La mayoría de las veces tenemos muchas cosas variadas que hacer,
nuestro punto de mira se dirige a muchos campos, por un lado lo que
queremos, por otro las responsabilidades, las cosa que no nos gustan,
los problemas que nos han contado, nuestras relaciones. Nuestra vida
es un puzle, sin una cuestión común que una todo, un aspecto central.
Esto dispersa nuestra energía en muchas direcciones, hay muchos
frentes abiertos. Por eso en el trabajo de la energía es muy importante
unir nuestra mente y calmar nuestro corazón o nuestras emociones,
concentrándonos de manera consciente. Conseguimos con así que
nuestra energía se concentre.
Para unificar la energía corporal nos concentramos en observar un
punto situado en el abdomen inferior, denominado Tan Tien o Hara, a
tres dedos por debajo del ombligo en la línea media, en el interior del
cuerpo.

Cuando ponemos toda nuestra concentración en un punto solamente,
provoca que nuestra energía se dirija ahí, nuestro pensamiento, todo
nuestro ser y sus distintas energías se unan.

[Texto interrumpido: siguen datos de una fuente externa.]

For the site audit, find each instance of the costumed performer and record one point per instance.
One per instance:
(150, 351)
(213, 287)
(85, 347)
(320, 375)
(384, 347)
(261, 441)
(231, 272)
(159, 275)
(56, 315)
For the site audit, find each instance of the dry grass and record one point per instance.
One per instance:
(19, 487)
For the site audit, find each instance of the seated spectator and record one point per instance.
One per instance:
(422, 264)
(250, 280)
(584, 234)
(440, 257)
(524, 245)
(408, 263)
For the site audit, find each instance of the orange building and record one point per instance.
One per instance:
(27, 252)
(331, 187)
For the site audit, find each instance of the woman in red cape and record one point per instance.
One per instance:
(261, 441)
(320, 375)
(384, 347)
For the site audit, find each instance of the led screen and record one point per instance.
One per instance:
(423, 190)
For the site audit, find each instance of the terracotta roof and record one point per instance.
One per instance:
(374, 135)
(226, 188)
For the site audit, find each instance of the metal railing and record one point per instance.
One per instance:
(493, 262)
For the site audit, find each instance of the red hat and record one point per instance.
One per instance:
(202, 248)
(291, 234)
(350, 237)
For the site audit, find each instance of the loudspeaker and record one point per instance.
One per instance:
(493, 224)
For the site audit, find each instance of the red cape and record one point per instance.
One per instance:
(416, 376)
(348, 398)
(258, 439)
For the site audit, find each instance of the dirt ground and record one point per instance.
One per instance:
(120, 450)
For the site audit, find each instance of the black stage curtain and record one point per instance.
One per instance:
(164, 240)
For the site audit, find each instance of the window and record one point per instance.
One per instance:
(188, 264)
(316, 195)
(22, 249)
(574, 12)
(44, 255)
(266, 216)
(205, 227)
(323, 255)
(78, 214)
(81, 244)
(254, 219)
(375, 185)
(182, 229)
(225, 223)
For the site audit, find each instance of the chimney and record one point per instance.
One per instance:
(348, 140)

La idea de centro tiene
que ver con concentrar, unir las energía y con equilibrio.
Cuando hablamos de equilibrio pensamos en una balanza, dos platillos
a cada lado conectados por un punto que siempre permanece inmóvil.
El centro de la balanza es el punto de equilibrio, mientras los platillos
se mueven según el peso que se pone en ellos. Si el lado derecho recibe
mucho peso baja y el lado izquierdo sube. El equilibrio es pues algo
cambiante, no estático que se ajusta según cambia el peso de los
platillos
Esta idea de equilibrio podemos trasladarla al cuerpo, nuestro centro es
la conciencia de nosotros mismos que mantenemos teniendo presente el
Tan Tien y los platillos son la vida que cambia en nosotros nuestras
actos, pensamientos, emociones, situaciones etc. Si nos mantenemos
en el centro, siendo conscientes de nuestra vida seremos capaces de
mantener el equilibrio poniendo siempre el contrapeso en el otro lado de
la balanza.
Este es el fundamento del movimiento en el Tai-Chi, disciplina del arte
del equilibrio en movimiento.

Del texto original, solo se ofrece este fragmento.